ISBN: 978-0-470-27798-0

September 2007

224 pages

Description
This insightful book combines the history, pedagogy, and popularization of algebra to present a unified discussion of the subject.

Classical Algebra provides a complete and contemporary perspective on classical polynomial algebra through the exploration of how it was developed and how it exists today. With a focus on prominent areas such as the numerical solutions of equations, the systematic study of equations, and Galois theory, this book facilitates a thorough understanding of algebra and illustrates how the concepts of modern algebra originally developed from classical algebraic precursors.

This book successfully ties together the disconnect between classical and modern algebraand provides readers with answers to many fascinating questions that typically go unexamined, including:

  • What is algebra about?

  • How did it arise?

  • What uses does it have?

  • How did it develop?

  • What problems and issues have occurred in its history?

  • How were these problems and issues resolved?

The author answers these questions and more, shedding light on a rich history of the subject—from ancient and medieval times to the present. Structured as eleven "lessons" that are intended to give the reader further insight on classical algebra, each chapter contains thought-provoking problems and stimulating questions, for which complete answers are provided in an appendix.
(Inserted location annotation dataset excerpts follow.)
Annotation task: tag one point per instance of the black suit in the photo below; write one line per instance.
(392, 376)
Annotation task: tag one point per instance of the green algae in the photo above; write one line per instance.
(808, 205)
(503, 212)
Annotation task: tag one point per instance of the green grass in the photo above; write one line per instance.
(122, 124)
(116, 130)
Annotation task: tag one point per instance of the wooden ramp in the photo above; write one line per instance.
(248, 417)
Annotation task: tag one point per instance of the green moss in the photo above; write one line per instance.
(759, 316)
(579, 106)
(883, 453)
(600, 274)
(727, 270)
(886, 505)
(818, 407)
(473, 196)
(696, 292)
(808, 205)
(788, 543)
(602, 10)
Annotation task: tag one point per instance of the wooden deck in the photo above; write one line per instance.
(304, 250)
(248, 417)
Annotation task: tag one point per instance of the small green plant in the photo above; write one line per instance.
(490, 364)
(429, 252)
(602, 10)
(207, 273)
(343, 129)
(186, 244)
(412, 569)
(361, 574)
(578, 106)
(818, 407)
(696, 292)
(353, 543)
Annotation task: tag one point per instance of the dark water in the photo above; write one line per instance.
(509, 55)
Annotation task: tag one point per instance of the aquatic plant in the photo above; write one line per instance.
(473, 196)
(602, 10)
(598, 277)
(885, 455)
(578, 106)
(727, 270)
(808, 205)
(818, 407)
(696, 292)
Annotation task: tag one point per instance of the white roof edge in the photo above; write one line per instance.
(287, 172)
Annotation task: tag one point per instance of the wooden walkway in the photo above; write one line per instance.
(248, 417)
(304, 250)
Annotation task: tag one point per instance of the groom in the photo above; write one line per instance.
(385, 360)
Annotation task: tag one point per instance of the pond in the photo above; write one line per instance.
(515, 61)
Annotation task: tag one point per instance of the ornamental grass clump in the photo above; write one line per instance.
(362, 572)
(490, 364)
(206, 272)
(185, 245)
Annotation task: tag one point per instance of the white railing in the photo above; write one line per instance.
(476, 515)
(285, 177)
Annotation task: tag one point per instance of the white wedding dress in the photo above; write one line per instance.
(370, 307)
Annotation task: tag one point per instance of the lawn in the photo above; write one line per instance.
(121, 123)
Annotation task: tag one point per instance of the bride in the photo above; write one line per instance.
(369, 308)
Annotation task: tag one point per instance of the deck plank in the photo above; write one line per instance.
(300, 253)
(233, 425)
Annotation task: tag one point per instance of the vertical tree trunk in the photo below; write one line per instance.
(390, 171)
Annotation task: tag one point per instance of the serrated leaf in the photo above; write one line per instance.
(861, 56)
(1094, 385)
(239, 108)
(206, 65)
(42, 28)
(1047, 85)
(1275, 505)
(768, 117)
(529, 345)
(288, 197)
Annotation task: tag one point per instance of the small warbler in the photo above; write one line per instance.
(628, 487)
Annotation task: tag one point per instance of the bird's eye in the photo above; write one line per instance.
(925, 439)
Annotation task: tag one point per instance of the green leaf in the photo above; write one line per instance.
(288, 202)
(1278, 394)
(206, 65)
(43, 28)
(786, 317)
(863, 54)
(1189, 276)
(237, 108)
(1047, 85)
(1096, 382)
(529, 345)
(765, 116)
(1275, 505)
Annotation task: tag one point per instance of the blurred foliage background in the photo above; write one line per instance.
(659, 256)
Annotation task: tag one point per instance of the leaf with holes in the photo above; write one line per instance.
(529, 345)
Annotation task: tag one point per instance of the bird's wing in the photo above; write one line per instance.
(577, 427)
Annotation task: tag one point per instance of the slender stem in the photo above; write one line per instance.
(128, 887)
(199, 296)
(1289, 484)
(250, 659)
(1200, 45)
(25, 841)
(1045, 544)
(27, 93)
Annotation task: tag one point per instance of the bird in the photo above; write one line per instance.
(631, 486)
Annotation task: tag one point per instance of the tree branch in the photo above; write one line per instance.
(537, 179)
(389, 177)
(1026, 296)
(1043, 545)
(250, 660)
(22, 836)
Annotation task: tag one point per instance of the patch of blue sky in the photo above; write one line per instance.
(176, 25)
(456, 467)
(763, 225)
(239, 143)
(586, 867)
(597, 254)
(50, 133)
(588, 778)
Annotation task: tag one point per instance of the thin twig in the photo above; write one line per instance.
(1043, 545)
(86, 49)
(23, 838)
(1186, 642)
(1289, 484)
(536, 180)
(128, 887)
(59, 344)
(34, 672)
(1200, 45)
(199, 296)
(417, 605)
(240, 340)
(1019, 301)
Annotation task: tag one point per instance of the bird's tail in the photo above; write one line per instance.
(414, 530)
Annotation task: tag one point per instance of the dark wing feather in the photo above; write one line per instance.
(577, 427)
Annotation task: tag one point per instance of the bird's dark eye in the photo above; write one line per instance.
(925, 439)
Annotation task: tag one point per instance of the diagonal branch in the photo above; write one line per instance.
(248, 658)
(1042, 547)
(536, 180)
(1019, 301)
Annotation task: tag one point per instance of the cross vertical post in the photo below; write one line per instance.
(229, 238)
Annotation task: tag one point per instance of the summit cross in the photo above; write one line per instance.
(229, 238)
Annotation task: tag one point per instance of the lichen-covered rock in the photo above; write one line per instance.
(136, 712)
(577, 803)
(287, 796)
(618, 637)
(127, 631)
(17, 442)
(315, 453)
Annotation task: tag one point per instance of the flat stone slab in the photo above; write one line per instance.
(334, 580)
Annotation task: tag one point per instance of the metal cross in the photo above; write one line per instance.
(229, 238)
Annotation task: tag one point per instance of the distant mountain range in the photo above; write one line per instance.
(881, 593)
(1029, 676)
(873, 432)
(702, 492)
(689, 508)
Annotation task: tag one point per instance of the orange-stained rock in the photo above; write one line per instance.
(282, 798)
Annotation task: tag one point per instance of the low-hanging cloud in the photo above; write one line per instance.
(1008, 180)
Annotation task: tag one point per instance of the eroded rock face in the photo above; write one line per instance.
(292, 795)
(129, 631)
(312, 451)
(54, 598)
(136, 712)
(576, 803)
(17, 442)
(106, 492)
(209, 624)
Complemented with a mixture of historical remarks and analyses of polynomial equations throughout, Classical Algebra: Its Nature, Origins, and Uses is an excellent book for mathematics courses at the undergraduate level. It also serves as a valuable resource to anyone with a general interest in mathematics.

About the Author
Roger Cooke, PhD, is Emeritus Professor of Mathematics in the Department of Mathematics and Statistics at the University of Vermont. Dr. Cooke has over forty years of academic experience, and his areas of research interest include the history of mathematics, almost-periodic functions, uniqueness of trigonometric series representations, and Fourier analysis. He is also the author of The History of Mathematics: A Brief Course, Second Edition (Wiley).
Features
  • Structured as eleven "lessons" that are intended to give the reader perspective on algebra as well as explain what it is about, where it came from, and why it is important

  • Addresses prominent features of algebra (i.e. Equations and Their Solutions, Numerical Solutions of Equations, The Systematic Study of Equations, Galois Theory, in an effort to tie together the disconnect between algebra and modern algebra

  • Provides a mixture of historical remarks and analysis of polynomial equations throughout the "lessons"

  • Intended as a popularization of the subject of algebra for the edification of students and interested readers, and simultaneously acts as a pedagogical aid for teachers who may use it to provide context and perspective on the subject for their students

  • Contains thought-provoking questions and problems in algebra, for which complete answers are provided in an appendix.